La Trovata Di Charlot
Narrando La Sua Vita
Fa Ridere La Morte
Ogni Natale la Nera Signora fa visita a Charlie Chaplin. Lui scherza w rinvia così la sua fine. Nella favola di Fabio Stassi, l’attore racconta la storia del cinema, e i segreti del suo personaggio.
E’ la notte di Natale del 1071. Un uomo di 82 anni accende la luce di una stanza. Immersa in una poltrona accanto alla finestra c’è la Morte, avvolta in un mantello…
L’uomo si chiama Charlie Chaplin.
La Morte è la morte. Il cinema ha fatto conoscere Chaplin al mondo. La morte tutti credono di sapere (o di non poter sapere) chi sia. Per sei anni, fino al Natale del 1977. Chaplin e la Morte giocano una partita. La posta in gioco all’apparenza è la vita. Ma oltre la vita sta la conoscenza di sé.

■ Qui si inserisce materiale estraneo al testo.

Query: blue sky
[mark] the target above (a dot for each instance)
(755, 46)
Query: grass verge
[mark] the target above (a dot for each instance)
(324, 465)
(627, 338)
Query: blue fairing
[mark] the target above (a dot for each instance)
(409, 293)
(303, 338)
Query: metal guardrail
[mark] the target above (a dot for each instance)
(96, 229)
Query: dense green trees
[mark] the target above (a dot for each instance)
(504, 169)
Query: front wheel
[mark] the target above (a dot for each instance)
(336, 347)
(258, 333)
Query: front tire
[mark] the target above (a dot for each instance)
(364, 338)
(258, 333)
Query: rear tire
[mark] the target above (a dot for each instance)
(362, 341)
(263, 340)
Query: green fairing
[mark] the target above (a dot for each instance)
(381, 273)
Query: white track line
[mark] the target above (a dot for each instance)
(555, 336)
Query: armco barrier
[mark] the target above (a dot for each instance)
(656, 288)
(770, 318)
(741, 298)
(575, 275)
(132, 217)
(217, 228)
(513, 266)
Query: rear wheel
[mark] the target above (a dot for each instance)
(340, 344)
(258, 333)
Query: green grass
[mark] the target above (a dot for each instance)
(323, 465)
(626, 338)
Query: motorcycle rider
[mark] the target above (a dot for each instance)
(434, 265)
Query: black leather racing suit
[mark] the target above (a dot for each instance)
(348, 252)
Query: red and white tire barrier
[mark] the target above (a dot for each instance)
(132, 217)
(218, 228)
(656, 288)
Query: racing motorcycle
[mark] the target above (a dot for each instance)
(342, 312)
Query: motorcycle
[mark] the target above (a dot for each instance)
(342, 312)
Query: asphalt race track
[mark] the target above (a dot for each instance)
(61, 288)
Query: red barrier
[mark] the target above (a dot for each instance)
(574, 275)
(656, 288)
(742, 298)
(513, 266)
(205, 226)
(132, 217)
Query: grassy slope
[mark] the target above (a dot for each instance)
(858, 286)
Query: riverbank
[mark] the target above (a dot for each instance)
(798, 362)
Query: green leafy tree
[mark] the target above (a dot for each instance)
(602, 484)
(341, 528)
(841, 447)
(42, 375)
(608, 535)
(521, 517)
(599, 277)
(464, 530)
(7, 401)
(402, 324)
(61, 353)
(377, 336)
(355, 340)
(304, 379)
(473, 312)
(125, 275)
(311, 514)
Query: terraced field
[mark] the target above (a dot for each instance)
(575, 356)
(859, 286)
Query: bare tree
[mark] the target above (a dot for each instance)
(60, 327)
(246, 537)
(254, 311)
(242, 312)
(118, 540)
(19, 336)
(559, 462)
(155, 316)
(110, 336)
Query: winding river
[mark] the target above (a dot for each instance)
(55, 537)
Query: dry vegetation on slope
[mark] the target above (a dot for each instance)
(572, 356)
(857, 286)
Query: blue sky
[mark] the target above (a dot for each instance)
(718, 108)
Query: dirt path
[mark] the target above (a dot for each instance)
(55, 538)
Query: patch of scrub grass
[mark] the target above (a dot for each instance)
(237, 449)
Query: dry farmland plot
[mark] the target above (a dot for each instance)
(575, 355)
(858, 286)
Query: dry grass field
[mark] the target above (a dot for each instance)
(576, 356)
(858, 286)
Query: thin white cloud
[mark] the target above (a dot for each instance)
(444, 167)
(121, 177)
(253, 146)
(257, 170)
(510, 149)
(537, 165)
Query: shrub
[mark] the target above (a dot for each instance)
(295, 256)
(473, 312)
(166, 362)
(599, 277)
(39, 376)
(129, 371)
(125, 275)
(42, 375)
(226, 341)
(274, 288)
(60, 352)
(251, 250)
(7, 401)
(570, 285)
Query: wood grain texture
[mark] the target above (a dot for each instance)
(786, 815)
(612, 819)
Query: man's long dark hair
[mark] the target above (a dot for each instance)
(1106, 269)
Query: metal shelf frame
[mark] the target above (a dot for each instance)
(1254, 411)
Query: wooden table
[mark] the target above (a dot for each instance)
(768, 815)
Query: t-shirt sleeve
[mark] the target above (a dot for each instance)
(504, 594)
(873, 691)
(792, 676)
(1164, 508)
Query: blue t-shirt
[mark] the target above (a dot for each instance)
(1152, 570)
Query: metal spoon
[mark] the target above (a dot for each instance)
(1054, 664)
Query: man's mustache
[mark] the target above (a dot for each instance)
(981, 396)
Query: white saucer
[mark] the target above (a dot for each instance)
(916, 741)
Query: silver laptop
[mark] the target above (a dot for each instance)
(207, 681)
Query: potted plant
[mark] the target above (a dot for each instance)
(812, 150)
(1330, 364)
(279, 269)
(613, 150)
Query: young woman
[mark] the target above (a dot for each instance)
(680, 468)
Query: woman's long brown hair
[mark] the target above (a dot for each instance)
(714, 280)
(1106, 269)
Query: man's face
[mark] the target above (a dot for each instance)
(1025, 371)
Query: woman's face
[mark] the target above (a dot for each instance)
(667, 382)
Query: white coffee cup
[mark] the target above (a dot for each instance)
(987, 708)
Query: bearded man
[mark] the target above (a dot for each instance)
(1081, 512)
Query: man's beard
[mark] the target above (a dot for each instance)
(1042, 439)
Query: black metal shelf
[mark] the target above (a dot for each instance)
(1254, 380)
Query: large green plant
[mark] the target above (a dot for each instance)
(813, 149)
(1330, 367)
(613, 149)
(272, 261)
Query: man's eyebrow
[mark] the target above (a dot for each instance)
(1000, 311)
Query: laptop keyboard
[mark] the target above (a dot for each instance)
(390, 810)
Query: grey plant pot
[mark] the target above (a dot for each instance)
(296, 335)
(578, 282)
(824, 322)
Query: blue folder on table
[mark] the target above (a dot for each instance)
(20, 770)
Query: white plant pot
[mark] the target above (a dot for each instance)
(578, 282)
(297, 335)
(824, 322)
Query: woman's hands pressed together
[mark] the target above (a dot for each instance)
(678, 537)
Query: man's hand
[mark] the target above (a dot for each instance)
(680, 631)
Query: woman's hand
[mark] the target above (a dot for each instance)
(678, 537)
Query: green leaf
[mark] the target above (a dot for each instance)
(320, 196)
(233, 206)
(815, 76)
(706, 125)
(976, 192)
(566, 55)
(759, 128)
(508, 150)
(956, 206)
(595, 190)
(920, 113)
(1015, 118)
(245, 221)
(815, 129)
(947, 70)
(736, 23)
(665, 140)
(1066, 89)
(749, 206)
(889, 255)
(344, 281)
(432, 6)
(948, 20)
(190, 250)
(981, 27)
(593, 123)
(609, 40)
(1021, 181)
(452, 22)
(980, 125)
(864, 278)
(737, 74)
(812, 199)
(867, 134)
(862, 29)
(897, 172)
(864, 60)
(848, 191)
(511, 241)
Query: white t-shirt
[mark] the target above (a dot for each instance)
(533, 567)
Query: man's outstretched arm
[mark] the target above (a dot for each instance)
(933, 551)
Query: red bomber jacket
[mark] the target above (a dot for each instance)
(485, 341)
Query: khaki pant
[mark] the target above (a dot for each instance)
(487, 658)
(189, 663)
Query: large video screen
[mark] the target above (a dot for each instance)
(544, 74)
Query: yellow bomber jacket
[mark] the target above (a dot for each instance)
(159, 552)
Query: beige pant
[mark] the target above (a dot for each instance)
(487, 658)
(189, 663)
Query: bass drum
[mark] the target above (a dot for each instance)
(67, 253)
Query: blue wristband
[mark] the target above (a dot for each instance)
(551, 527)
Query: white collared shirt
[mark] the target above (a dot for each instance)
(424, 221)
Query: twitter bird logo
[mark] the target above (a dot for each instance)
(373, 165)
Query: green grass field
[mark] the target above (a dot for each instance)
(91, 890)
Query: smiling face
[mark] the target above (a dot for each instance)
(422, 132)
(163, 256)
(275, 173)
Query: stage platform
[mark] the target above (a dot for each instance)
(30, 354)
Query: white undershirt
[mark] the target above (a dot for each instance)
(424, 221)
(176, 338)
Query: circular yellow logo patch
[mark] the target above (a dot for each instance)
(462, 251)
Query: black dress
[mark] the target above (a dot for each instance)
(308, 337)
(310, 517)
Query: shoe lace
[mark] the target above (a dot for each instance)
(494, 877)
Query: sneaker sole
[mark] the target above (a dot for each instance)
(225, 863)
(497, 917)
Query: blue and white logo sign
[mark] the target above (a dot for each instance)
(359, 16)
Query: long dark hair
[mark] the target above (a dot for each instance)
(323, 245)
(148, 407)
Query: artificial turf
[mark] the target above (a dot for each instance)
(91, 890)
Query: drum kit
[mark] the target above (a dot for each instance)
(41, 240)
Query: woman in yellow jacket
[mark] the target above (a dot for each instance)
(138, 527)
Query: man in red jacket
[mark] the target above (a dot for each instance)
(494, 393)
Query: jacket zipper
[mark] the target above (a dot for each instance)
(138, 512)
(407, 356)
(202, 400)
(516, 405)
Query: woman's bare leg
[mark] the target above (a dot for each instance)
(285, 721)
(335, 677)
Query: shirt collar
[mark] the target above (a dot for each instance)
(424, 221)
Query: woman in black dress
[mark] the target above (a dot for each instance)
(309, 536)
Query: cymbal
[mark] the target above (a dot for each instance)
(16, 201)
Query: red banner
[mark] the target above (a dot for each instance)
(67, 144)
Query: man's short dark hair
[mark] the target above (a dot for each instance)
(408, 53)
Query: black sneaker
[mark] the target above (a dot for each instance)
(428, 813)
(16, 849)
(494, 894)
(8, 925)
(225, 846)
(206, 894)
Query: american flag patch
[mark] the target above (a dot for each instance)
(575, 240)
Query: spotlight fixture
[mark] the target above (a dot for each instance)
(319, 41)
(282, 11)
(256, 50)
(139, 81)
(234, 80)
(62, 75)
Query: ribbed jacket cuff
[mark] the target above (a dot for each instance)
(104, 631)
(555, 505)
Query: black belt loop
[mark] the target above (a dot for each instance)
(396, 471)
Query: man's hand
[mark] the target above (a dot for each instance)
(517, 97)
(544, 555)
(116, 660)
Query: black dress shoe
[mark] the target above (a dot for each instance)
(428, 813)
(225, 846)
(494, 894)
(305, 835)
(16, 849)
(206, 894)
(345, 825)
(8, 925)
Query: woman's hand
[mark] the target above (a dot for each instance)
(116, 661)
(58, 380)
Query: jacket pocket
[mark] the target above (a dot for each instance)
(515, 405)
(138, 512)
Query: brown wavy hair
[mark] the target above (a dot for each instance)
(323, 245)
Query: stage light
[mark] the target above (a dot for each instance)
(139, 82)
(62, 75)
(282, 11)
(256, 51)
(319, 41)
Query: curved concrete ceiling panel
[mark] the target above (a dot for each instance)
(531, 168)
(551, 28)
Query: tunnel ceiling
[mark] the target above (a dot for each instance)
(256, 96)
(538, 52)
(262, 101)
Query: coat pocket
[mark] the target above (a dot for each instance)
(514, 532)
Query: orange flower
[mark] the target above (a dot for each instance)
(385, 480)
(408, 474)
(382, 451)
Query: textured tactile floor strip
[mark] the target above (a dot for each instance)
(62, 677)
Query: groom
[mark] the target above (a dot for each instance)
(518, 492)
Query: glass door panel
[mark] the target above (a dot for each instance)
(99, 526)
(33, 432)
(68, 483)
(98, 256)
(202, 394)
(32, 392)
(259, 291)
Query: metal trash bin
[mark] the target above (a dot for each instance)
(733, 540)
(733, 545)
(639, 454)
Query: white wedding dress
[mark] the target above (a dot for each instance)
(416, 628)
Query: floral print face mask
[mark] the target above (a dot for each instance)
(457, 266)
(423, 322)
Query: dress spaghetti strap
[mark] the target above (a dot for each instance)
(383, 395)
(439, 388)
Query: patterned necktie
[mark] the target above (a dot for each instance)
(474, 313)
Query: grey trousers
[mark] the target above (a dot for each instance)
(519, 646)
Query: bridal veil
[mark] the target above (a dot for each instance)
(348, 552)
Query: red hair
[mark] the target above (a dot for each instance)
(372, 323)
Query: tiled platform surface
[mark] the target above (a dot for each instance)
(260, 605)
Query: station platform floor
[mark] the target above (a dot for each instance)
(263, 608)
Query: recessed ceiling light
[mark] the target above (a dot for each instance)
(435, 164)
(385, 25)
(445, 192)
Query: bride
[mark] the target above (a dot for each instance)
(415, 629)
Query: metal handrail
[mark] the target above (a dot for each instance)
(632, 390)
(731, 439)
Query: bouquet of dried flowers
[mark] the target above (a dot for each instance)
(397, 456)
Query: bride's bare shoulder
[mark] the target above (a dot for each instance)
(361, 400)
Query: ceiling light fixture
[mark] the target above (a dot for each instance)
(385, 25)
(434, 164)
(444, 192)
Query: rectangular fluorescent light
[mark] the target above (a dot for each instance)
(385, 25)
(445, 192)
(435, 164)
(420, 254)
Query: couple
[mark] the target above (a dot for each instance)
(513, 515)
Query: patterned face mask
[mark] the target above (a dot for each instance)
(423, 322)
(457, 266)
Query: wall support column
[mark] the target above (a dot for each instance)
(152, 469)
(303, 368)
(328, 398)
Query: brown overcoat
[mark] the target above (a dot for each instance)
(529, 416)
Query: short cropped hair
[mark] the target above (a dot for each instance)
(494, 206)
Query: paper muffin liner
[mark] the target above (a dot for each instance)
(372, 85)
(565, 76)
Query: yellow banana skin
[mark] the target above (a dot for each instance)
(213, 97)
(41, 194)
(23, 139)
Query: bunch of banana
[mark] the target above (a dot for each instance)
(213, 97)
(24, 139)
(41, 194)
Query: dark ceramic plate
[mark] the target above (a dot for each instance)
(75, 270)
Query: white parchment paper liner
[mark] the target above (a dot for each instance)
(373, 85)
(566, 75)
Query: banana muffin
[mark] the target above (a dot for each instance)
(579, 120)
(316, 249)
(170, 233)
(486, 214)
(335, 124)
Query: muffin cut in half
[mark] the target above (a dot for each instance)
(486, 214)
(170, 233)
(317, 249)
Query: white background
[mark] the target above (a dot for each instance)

Questo racconta il nuovo bellissimo romanzo di Fabio Stassi. L’ultimo ballo di Charlot (Sellerio, pp.283, euro 16), vero e proprio “caso” dell’ultima Fiera del Libro di Francoforte dove è stato acquistato da dodici Paesi. La storia apparentemente è semplice. Tutto gira attorno a questa vecchia nera che sfida
Chaplin a regalarle una risata. Per sei Natali, la goffa serenità del grande attore vince sulla sua logora arte, spingendo la Morte a ridere. In quei sei anni rubati alla fine, Chaplin ha il tempo di raccontare se stesso al figlio che nel ’71 ha solo nove anni. Scorrono così i rulli di una vita che ha accompagnato la nascita e l’esplosione della settima arte: il cinema.
Stassi immagina storie che trasformano la biografia di Chaplin in una dimensione letteraria fatta di menzogne simicissime al vero. Vediamo il ragazzino londinese, figlio di un mondo circense più che di due genitori sfortunati, partire per gli Stati Uniti con Stan Laurel a cercare fortuna. I mestieri in cui fa crescere il suo mondo sono innumerevoli: venditore di caramelle, fabbricante di candele, imbalsamatore, allenatore di pugili, apprendista tipografo. Sempre eccelle, Chaplin, fino a eccellere nell’arte che lo consacrerà. E il motivo della sua grandezza lo scopriamo via via in una capacità mnemonica che si accompagna alla propensione a fermare ciò che non si può fermare, a fissare per sempre ciò che continuamente muta, si esaurisce, perisce. Una battaglia senza quartiere contro la dimenticanza e la fine.
I principali maestri di Chaplin ci appaiono quindi l’impagliatore, che vorrebbe impagliare i ricordi, e il tipografo, che fissa per sempre racconti. Stassi scrive e inventa con una delicatezza priva di fragilità. Le sue storie sono potenti come le storie degli scrittori sudamericani che più ama. E’ singolare che l’ultimo capitolo della sua “trilogia delle Americhe” si concluda lontano dal sud che ospitava E’ finito il nostro carnevale e la rivincita di Capablanca. E tuttavia è nell’America di Chaplin che Stassi ha raggiunto e svelato l’identità di chi più di tutti cercò di tenere in vita ricordi perduti: l’inventore del cinematografo. Un Arlecchino nero di pelle e vestito di nero, un ignoto lavoratore del circo innamorato per sempre della sua donna perduta. La favola che accompagnerà i lettori fino all’ultimo ballo di Charlot.